Linux booting at 30,000 feet...
My good friend Iranga, had taken this photo (on his way to SL from UK) of the Linux kernel booting on the on-flight personal entertainment system of a First Choice Airline.
So I guess, First Choice has chosen GNU/Linux as its first choice! Iranga told me that once the kernel booted it loaded a kiosk like interface.
But if the airline itself ran on the Linux kernel? or any other commmon OS? Reminds me of this joke...
http://www.webaugur.com/bibliotheca/field_stock/os-airlines.html
Comments
flakey hardware on Airbus?? Don’t even think about it! It is Airbus!
You could well have flaky hardware even on the Airbus as this is just for the inflight entertainment system which isn't going to kill anyone.

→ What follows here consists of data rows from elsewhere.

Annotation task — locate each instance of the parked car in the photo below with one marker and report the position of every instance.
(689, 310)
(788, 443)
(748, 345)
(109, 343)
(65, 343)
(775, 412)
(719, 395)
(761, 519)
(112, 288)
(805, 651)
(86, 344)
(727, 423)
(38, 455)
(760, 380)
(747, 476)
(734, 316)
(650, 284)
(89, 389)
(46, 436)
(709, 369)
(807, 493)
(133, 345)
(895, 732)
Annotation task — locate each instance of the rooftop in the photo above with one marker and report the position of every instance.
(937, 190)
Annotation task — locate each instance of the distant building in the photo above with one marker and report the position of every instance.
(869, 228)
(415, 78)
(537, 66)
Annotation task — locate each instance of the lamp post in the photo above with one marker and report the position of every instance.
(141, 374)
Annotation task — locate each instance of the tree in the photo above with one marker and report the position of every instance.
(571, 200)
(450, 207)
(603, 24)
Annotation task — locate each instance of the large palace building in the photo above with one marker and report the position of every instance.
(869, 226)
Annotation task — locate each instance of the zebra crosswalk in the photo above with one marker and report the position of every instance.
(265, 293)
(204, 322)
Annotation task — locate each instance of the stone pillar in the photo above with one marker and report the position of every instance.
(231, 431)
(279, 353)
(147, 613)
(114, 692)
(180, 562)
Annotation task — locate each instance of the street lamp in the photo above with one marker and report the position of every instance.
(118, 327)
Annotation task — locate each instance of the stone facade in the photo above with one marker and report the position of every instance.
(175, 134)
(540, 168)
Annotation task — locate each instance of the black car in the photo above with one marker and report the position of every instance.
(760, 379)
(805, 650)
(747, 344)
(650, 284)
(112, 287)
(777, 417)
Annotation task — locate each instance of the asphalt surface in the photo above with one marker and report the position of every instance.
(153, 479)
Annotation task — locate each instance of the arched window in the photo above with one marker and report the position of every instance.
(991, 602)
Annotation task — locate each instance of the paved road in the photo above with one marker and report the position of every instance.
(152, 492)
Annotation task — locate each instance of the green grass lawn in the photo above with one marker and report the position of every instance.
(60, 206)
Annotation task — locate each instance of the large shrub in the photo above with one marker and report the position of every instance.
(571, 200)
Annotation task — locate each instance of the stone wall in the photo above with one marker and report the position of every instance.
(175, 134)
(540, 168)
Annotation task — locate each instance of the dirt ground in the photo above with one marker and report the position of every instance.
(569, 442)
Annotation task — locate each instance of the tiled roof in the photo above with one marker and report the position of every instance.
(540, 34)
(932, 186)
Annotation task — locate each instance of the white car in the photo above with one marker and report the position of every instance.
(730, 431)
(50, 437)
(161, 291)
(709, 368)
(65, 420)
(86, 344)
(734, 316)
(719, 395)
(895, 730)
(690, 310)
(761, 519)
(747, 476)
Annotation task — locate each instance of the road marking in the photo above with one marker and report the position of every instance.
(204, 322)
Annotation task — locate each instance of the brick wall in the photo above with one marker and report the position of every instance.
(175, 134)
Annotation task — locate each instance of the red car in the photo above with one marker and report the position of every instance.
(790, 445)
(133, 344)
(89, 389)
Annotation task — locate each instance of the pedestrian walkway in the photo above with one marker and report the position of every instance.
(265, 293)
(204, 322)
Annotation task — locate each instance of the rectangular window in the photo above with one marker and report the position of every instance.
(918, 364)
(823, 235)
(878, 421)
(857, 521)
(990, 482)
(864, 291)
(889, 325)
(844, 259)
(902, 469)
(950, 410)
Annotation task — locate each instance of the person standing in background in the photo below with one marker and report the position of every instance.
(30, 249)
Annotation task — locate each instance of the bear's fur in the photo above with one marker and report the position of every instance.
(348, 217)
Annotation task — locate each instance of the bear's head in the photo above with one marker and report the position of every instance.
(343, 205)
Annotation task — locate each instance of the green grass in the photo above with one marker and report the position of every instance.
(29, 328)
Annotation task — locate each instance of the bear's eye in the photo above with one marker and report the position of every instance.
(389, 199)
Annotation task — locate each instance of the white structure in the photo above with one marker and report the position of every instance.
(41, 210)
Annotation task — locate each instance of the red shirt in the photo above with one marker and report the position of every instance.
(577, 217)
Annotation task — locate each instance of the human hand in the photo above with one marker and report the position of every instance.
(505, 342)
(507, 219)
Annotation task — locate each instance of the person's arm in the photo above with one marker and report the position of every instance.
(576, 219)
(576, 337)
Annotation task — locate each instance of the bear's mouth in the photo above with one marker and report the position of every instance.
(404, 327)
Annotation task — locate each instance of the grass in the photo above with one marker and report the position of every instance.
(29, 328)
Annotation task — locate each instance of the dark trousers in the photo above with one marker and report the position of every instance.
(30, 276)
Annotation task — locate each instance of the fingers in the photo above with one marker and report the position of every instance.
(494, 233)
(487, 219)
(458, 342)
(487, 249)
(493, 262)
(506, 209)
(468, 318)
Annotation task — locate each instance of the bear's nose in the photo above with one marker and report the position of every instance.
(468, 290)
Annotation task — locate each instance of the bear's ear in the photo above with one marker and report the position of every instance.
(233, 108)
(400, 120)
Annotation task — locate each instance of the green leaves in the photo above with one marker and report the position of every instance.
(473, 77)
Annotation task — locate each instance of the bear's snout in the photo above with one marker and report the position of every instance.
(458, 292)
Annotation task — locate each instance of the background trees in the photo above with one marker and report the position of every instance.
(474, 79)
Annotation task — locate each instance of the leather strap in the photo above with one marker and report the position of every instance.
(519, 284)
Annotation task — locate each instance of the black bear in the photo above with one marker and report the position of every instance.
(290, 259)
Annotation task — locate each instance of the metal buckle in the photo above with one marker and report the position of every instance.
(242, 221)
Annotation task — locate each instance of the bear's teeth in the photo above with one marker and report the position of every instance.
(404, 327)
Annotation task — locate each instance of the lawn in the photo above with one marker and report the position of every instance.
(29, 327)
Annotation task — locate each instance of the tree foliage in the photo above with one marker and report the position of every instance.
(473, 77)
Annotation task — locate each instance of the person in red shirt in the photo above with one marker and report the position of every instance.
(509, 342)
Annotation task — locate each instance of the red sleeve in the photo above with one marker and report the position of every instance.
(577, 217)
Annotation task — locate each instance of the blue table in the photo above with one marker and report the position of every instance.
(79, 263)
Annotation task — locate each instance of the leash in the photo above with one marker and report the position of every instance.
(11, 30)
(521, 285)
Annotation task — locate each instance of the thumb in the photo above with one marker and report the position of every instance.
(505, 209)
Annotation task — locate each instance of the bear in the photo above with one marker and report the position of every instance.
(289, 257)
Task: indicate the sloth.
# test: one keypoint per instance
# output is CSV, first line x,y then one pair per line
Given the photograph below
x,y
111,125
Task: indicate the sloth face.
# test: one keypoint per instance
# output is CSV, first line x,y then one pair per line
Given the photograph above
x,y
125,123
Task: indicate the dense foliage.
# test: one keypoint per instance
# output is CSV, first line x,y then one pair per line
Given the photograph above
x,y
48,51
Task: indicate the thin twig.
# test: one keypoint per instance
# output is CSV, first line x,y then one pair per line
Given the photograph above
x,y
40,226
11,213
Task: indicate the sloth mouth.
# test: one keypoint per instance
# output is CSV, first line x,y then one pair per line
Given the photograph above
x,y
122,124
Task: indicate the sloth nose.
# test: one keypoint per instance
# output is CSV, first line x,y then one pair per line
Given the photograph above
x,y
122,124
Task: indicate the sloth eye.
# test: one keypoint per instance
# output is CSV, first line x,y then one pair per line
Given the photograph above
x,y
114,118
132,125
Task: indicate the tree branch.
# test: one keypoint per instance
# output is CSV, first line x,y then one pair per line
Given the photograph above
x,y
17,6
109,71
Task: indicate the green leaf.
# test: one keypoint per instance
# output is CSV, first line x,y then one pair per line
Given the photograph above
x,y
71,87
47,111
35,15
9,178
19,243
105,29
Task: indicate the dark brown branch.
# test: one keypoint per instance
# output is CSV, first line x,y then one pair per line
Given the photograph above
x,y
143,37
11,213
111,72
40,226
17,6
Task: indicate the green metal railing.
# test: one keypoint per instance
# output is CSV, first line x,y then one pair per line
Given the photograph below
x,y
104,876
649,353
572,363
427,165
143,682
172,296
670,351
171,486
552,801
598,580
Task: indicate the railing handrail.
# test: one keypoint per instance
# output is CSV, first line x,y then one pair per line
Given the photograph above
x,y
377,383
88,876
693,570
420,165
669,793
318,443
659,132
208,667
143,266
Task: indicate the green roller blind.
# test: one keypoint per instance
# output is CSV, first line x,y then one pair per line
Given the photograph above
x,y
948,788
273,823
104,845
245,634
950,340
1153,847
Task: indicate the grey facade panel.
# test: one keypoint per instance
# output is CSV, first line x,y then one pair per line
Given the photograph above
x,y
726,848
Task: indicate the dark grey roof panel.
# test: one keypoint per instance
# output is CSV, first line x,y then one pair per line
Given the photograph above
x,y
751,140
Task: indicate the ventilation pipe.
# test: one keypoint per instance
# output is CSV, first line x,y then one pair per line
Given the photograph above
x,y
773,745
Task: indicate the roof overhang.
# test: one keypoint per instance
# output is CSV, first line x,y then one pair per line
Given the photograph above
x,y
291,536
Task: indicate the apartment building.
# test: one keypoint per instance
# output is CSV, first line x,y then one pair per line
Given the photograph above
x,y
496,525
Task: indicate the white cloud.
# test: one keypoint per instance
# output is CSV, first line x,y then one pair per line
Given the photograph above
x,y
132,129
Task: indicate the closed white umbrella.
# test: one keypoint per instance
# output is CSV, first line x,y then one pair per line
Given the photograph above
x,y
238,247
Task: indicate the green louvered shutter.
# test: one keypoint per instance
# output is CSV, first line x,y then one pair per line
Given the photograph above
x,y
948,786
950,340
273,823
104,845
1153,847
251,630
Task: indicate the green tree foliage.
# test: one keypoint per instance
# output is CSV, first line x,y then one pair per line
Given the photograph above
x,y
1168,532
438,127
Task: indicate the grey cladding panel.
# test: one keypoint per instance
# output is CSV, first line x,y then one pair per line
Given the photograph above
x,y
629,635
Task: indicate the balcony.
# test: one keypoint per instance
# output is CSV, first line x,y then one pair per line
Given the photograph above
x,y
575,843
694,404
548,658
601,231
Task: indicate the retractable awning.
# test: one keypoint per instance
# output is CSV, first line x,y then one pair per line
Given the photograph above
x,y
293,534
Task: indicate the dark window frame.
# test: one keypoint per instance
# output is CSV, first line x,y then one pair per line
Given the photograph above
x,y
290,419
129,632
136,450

Yet it is possible that the hardware is good and Linux still crashed given that most of these systems are fitted by the same manifacturer who might have a buggy version of a Linux distro. But that senario is somewhat unlikely. The more likely thing is a faulty hardware, and the hard disk seems much likely, specially when you consider the turbulence.
But this error message:
svc: bad direction
Isn't a kernel crash but a kernel error message which can be found in
/usr/src/linux/net/sunrpc/svc.c
Looks like they are running a thin client which connects to a powerful server and sometimes they might have some sort of network problem and their kiosk application crashes. So like you said, instead of restarting the application, or fixing the application they probably just reboot the system.